# Anybody going to Capetown from jhb



## DougP (6/8/15)

Need to get a vapor kit from Johannesburg to Capetown
If anybody can assist would much appreciate it

Sent from my SM-G900F using Tapatalk


----------



## SAVapeGear (6/8/15)

Hi @DougP 

I can use my courier to send the kit for you if you decide to take the subox kit.

When you collect you can bring the item and I will ship it for you.It will be R99 for courier delivery.If it is Cape Town main centers.


----------



## Buan Stanley (6/8/15)

@SAVapeGear when will the courier get to Cape Town ( it's me who the item is being shipped to)


Sent from my iPhone using Tapatalk


----------



## SAVapeGear (6/8/15)

Buan Stanley said:


> @SAVapeGear when will the courier get to Cape Town ( it's me who the item is being shipped to)
> 
> 
> Sent from my iPhone using Tapatalk


Due to the long weekend it will only be delivered Tuesday,if it gets shipped tomorrow before 12:00.Otherwise I can ship on Tuesday for delivery Wednesday.

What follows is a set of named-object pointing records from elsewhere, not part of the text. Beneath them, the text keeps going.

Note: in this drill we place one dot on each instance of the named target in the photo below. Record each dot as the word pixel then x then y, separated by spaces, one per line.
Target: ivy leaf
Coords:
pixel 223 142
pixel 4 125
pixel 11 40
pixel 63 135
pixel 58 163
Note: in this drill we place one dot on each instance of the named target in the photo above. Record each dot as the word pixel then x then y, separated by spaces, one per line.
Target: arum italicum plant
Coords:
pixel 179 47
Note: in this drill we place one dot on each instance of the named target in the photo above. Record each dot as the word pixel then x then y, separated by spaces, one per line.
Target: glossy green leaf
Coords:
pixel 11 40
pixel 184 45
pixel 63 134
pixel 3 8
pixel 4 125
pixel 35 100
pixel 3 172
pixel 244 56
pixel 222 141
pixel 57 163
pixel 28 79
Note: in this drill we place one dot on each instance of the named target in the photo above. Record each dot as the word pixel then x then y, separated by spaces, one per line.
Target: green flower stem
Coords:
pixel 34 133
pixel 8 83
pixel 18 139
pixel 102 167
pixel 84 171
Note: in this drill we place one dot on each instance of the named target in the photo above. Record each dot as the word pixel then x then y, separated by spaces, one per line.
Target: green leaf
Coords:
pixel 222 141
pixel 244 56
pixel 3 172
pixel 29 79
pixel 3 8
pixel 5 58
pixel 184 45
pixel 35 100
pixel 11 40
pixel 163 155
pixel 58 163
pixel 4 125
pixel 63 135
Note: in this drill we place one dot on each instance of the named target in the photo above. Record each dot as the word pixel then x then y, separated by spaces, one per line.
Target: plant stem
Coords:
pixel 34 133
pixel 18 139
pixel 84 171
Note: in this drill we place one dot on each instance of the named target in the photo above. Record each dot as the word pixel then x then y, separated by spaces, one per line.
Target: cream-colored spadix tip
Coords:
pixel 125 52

Sorry.That is the best I can do.Just trying to help.


----------



## Buan Stanley (6/8/15)

Appreciated 


Sent from my iPhone using Tapatalk


----------



## DougP (6/8/15)

Hi Pieter.
Also called a few courier guys and same story
It appears that Tuesday is quickest
I have a friend who is a cabin Crew member on SAA
She can also take it down on Tuesday morning for me free of charge
Thanks a mill though for you assistance
Much appreciated

Sent from my SM-G900F using Tapatalk


----------



## SAVapeGear (6/8/15)

Excellent.Great stuff.Glad you are sorted.


----------



## SAVapeGear (6/8/15)

DougP said:


> Hi Pieter.
> Also called a few courier guys and same story
> It appears that Tuesday is quickest
> I have a friend who is a cabin Crew member on SAA
> ...


What are you going to replace it with?


----------



## DougP (6/8/15)

Dunno yet...

Sent from my SM-G900F using Tapatalk


----------